Few weeks back, I was strolling down my email subscribed newsletters from different universities world wide, when I came across an advertisement, of a US local University newsletter, which stated: “Needs an egg-donor, for a sterile couple, the candidate must be aged between 20-25, 5’6’’, pleasant looking, dark straight hair, intelligent, with a GP score of an average 3.9, creative, nationality no barrier, will receive $ 40,000/-“
Reading that advertisement, I took about a minute to compose back my jumbled possible thoughts and raised my eye brow to the maximum height it could reach so. Being an addition to my bewildered world of knowledge, on the other hand, my mind flashed back to the headline of Scottish scientists cloning “Dolly” the Sheep, in 1996,. From there a new world of desire came into being, where under privileged people in their own way, asked ‘Can you help us?’ and the medical specialists anticipated, ‘Yes, We can!’
The era of cloning which is not unknown to us, came as whole vibrant ray of optimism to infertile couples who longed for their own child. Also, chances of finding cures of ailments like Parkinson’s disease and Alzheimer’s cancer rose. The basic idea was to celebrate the gift of life given by nature and to over rule its amendments…but was it that easy?
With the talk of human cloning, ethicists eventually advocated about how much man should mess with the order of nature. Whether life is a gift of nature or an industrial product was the concern raised. It surely became the talk of the town, a topic that made its way to kitchen tables to media places, pulpits to politician’s desks.
However, from the medicinal perspective, an infertility expert at Bayer College of Medicine, Houston suggested that the whole issue is not ethical but medical, giving joys to many. Its always gives a feeling of accomplishment and contentment, when you see a sad couple smile again when they know they can finally have their own child.
So rewarding as this may seem, it’s important to also understand that how much is this all true. So far attempts made for animal cloning has 98% failure rate or survival with multiple deformation risk. The realistic question remains, are we ready to take in such horror of human cloning? It reportedly took 104 attempts before the first in-vitro (test tube) baby, Louis Brown, was born. Are we pragmatically ready to kill thousands of embryos because they are just experimental failures? And should we be wrong if in matter of fact way, we call it a Mass murder?

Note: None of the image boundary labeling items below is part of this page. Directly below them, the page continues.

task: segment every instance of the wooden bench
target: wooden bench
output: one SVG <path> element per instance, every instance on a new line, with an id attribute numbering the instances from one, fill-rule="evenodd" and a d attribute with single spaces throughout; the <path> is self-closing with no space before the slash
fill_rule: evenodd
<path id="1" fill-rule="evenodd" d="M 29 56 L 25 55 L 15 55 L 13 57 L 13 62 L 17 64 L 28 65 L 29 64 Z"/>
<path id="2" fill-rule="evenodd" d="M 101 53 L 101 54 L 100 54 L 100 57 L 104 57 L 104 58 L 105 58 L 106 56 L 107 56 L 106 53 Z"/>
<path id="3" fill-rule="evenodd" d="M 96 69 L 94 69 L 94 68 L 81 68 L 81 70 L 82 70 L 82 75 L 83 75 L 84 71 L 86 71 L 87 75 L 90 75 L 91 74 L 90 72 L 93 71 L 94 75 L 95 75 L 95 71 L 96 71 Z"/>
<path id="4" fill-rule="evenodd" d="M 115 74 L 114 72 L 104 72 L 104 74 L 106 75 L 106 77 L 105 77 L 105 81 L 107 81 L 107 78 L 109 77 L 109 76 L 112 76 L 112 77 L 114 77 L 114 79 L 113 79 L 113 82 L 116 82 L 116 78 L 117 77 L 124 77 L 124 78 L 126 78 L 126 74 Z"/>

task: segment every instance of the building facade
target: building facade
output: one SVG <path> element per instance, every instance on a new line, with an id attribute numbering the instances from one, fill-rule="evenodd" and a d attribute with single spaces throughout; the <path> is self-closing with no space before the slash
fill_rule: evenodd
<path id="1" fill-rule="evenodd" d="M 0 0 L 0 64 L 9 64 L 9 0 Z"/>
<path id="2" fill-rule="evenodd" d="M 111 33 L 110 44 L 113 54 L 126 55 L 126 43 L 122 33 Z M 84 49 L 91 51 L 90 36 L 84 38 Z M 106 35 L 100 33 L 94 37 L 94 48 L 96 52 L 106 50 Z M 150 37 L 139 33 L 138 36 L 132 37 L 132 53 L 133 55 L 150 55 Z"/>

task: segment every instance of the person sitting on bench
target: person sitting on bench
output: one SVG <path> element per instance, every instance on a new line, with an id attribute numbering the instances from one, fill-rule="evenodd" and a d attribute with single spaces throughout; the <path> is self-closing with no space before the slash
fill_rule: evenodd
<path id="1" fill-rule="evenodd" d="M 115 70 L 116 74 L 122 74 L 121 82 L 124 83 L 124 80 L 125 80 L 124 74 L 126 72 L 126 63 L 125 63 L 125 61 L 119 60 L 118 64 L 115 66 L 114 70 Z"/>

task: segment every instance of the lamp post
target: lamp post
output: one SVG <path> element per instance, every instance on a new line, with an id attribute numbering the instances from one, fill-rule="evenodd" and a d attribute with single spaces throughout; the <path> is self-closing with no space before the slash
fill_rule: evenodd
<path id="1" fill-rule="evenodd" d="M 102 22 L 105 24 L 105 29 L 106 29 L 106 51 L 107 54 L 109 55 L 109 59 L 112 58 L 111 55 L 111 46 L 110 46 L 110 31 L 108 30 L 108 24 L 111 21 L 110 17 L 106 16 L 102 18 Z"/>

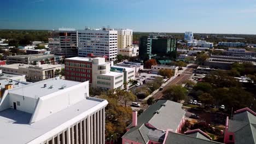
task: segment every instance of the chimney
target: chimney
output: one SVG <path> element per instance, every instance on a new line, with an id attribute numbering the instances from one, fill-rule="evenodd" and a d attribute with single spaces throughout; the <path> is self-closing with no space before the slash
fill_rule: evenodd
<path id="1" fill-rule="evenodd" d="M 137 111 L 132 111 L 132 127 L 137 126 Z"/>

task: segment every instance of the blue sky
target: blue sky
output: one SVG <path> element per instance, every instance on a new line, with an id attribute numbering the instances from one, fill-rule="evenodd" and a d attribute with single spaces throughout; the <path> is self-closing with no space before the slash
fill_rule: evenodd
<path id="1" fill-rule="evenodd" d="M 0 29 L 256 34 L 256 0 L 2 0 Z"/>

I believe, all these questions are easy to rise but hard to answer. Well there are majority of people who view the prospect as a vague alaram with an un easy sense of an insight that science is dragging us into dark woods with no way back. To what extent do we want to go down the path of using reproduction technologies to shape our children genetically?
Now, coming all the way back to advertisement, it came in a university’s newsletter, which can be viewed in many campus’s newspapers and newsletters. In fact, Yale University, a renowned institute in USA, is quite known for such practices. Students in need of money for their semester fee and other expenditures are always available as donors. Amazingly, Yale’s donor’s list majorly comprises of Asians having high IQ level as some couples wants their kids to be geniuses. This actually leads to huge variety of choices you choose for your future to be baby. Whether the child will have black or white, curly or straight hair, you decide whether your kid could be next Tom cruise or Latin version of Angelina Jolie, or be a knock out brainy like Einstein.
Also, in Europe, people have started to save genetical matter of their loved ones, like their nails or hair, so that when they die, they can clone them in near future possible.
Here, now what is needed to understand is that we, with our limited knowledge have no idea regarding cloning’s consequences. We can’t overlook the fact such technology can be immorally used. What if the cloned person born with an evil perspective? Should we look forward to a society where criminals can easily clone themselves and run away as now shown in movies? It is absolutely possible that the clone may come up with modifications that are deformations due to technical disorder, will he be loved as its originator was, I mean its human psychology we are dealing here which is as intriguing as this whole matter is.
Messing with the God’s order of nature is not a good game to play, at least when you are not aware of the risks involved. It’s just a meager question but holds a lot of depth on which maybe our next generation and its ideology stands, by choosing our human race, are we trying to become God?
This power of producing replicas is a door way to a real illusion world with unexplainable dimensions. We must choose our destiny wisely, we must accept that life is an optimum mixture of havs and hav nots, we must realize that no matter what, we are mortal. It is the infused sense of materialism which has penetrated in us that we are valuing what is bound to go to dust some day. Our body has no value. We must acknowledge the fact that it is fine if you are not born, and it is fine if you die, if only you know how to live in this world, you will not need your own clone to live forever. Its compassion that surpasses our material existence, which enables us to live in others hearts and memories forever.